Sir – So, the silly season is with us. Some students are campaigning for statues of Cecil Rhodes to be removed from Oxford buildings because he did not live up to modern standards of morality.

Are they then campaigning for the demolition of Rhodes House and the abolition of the Rhodes Scholarship scheme which has enabled so many overseas students to study at Oxford? These too were funded by Cecil Rhodes.

As an undergraduate of Jesus College some 45 years ago, I was partly funded by an Exhibition set up by T E Lawrence (of Arabia) but felt no particular qualms about the more enterprising episodes in his career.

But then we were the revolutionary generation who thought we would change the world by electing a goldfish as President of our Junior Common Room as a demonstration of our contempt for bourgeois power structures (or something like that).

The Principal, Sir John Habakkuk, took the election of Mr A Goldfish at its face value, noting that the JCR President attended meetings but took little part in discussions and remained a floating voter.

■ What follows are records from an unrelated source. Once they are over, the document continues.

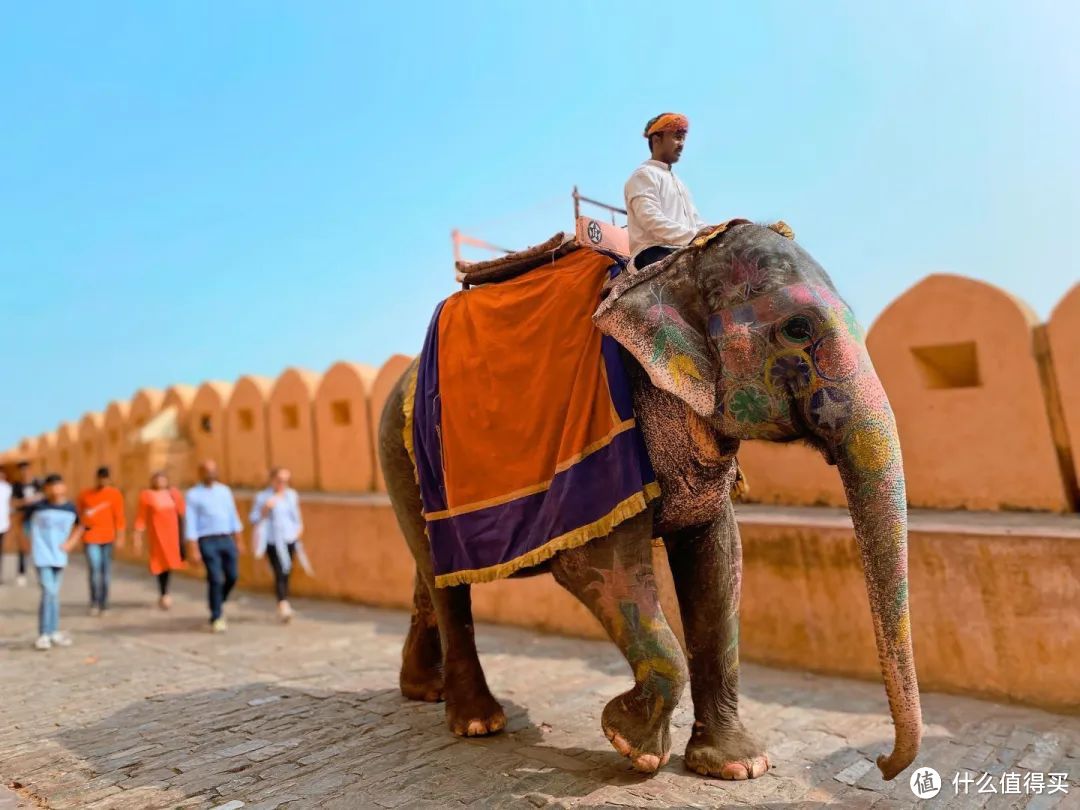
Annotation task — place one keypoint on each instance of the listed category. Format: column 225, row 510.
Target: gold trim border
column 626, row 509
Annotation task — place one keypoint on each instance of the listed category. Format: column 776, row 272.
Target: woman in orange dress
column 161, row 512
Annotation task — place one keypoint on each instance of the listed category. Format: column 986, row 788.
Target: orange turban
column 666, row 122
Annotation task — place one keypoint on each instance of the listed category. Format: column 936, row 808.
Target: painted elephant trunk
column 869, row 462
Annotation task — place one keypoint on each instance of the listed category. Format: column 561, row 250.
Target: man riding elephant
column 660, row 213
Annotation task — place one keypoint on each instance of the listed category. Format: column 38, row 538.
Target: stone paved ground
column 147, row 710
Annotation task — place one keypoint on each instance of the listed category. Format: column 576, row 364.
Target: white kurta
column 659, row 208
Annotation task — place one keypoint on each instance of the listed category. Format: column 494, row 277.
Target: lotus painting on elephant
column 739, row 336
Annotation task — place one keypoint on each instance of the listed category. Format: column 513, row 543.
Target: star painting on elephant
column 558, row 422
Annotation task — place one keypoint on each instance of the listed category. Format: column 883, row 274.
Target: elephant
column 738, row 336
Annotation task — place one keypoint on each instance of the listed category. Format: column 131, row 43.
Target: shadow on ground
column 273, row 745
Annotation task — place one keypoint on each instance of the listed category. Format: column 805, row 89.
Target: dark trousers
column 281, row 577
column 219, row 556
column 99, row 568
column 651, row 255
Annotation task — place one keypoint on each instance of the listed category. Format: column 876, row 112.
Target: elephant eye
column 798, row 329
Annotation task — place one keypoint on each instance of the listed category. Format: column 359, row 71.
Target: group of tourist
column 200, row 525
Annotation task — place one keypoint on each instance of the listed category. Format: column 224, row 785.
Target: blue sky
column 197, row 190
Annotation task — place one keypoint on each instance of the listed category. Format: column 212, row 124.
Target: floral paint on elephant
column 796, row 343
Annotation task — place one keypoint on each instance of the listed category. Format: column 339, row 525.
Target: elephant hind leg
column 613, row 578
column 421, row 674
column 471, row 710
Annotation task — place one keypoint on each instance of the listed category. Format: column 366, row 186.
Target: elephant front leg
column 613, row 578
column 706, row 567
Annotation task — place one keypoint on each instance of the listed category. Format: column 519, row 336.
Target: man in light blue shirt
column 54, row 529
column 213, row 523
column 278, row 526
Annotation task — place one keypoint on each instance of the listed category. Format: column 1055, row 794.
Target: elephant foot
column 642, row 737
column 475, row 715
column 728, row 754
column 421, row 674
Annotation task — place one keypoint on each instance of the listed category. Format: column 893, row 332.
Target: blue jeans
column 219, row 556
column 49, row 615
column 99, row 563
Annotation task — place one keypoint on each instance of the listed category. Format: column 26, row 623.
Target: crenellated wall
column 987, row 402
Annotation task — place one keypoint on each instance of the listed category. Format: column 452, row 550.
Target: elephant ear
column 644, row 311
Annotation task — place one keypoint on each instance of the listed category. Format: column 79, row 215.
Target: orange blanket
column 521, row 424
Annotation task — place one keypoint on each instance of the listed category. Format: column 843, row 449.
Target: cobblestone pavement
column 148, row 710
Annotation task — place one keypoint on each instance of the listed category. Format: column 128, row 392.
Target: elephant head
column 747, row 329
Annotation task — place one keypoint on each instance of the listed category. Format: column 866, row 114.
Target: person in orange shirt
column 102, row 513
column 161, row 512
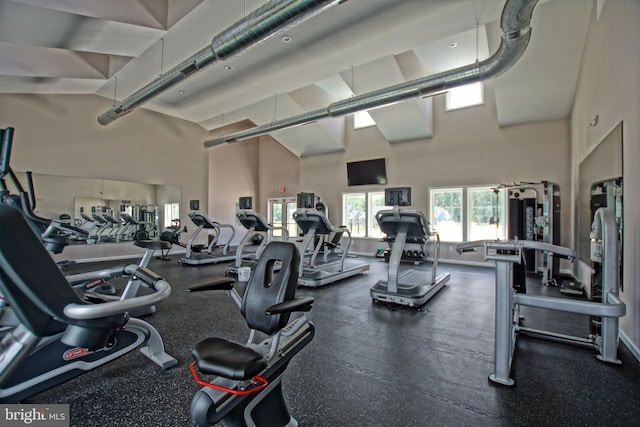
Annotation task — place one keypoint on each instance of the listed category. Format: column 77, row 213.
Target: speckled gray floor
column 370, row 365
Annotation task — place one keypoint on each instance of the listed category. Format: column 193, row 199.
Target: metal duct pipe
column 516, row 32
column 266, row 21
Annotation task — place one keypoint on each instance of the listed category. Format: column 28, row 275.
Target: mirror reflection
column 112, row 211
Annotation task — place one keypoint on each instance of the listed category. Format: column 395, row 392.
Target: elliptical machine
column 61, row 334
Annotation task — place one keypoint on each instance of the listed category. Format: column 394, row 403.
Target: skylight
column 465, row 96
column 362, row 119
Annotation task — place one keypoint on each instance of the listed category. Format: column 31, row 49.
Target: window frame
column 369, row 215
column 466, row 216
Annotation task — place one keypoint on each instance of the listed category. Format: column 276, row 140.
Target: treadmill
column 216, row 252
column 411, row 288
column 253, row 222
column 314, row 224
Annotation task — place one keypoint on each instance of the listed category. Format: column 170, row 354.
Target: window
column 281, row 215
column 483, row 208
column 446, row 213
column 359, row 213
column 362, row 119
column 376, row 203
column 465, row 96
column 171, row 213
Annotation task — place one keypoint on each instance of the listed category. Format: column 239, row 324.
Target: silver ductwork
column 266, row 21
column 516, row 32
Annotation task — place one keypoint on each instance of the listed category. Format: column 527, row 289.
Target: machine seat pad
column 153, row 244
column 217, row 356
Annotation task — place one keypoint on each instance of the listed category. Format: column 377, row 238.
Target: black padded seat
column 311, row 219
column 217, row 356
column 201, row 220
column 265, row 289
column 414, row 223
column 253, row 219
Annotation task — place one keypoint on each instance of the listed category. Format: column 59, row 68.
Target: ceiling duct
column 516, row 32
column 266, row 21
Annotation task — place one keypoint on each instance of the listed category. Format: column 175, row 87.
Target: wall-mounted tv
column 367, row 172
column 245, row 203
column 399, row 196
column 306, row 201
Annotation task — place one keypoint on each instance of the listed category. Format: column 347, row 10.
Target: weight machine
column 534, row 214
column 604, row 253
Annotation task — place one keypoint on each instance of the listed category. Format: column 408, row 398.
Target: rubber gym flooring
column 370, row 364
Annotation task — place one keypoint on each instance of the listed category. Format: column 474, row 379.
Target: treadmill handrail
column 517, row 245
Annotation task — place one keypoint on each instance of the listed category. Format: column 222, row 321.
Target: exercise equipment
column 61, row 334
column 534, row 214
column 247, row 388
column 135, row 229
column 401, row 226
column 216, row 251
column 314, row 223
column 99, row 281
column 604, row 241
column 254, row 223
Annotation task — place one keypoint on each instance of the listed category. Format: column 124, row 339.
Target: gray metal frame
column 507, row 302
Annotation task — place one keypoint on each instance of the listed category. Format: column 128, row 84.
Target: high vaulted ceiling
column 112, row 48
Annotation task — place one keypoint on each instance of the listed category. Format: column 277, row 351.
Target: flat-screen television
column 367, row 172
column 306, row 201
column 398, row 196
column 245, row 203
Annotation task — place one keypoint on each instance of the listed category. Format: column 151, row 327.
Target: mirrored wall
column 600, row 183
column 87, row 202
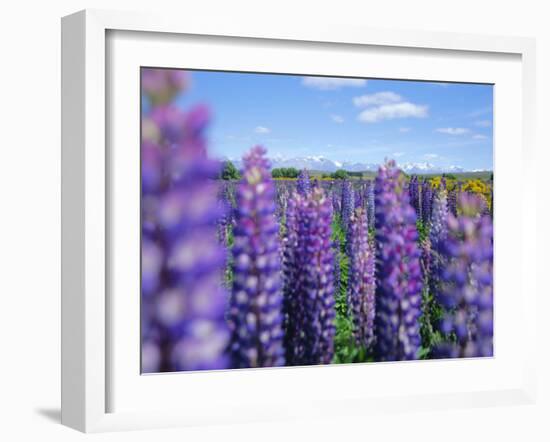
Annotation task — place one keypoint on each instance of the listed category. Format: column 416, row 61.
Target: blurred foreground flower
column 466, row 287
column 183, row 300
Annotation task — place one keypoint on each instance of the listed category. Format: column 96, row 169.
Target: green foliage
column 345, row 348
column 228, row 274
column 432, row 313
column 285, row 172
column 229, row 171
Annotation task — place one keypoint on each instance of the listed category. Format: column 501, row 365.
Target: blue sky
column 354, row 120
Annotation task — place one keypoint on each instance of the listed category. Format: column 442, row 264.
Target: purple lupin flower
column 398, row 292
column 309, row 285
column 348, row 203
column 303, row 184
column 183, row 299
column 361, row 282
column 452, row 200
column 336, row 198
column 426, row 202
column 255, row 314
column 438, row 236
column 414, row 194
column 466, row 288
column 369, row 191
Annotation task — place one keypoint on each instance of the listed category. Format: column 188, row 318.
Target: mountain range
column 322, row 164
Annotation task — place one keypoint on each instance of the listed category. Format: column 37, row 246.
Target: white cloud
column 376, row 99
column 483, row 123
column 332, row 83
column 392, row 111
column 453, row 130
column 262, row 130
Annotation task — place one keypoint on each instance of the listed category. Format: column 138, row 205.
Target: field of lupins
column 258, row 272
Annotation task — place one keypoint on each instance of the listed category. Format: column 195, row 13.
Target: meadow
column 243, row 268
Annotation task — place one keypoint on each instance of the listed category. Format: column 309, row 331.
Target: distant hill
column 324, row 165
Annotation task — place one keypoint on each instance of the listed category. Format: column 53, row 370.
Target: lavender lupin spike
column 398, row 292
column 303, row 185
column 361, row 282
column 466, row 289
column 255, row 314
column 426, row 202
column 370, row 203
column 309, row 284
column 348, row 203
column 183, row 300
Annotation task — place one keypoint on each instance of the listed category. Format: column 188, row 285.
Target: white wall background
column 30, row 215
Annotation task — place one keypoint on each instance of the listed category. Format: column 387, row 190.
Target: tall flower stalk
column 309, row 284
column 183, row 299
column 361, row 282
column 303, row 184
column 398, row 292
column 255, row 314
column 427, row 196
column 414, row 194
column 466, row 288
column 348, row 203
column 438, row 236
column 369, row 190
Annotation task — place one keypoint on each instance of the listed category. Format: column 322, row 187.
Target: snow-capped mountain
column 323, row 164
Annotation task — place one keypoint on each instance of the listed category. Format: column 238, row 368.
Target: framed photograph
column 259, row 223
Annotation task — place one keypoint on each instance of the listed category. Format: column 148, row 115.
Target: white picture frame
column 87, row 208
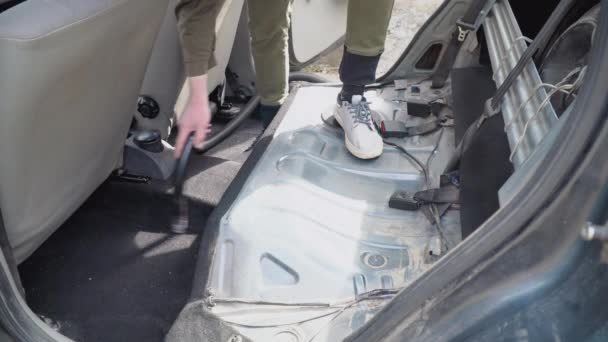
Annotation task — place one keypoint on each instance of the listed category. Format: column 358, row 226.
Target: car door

We realised we had been neatly and good-naturedly outwitted.

May I suggest, then, that the next campaign to which these students should turn their attention should be centred upon Lord Nuffield, whose cars, while excellent in their day, would not pass modern crash testing examinations?

So would they press for the closure of Nuffield College and the Nuffield Orthopaedic Centre and all the other humanitarian institutions which Lord Nuffield endowed and supported?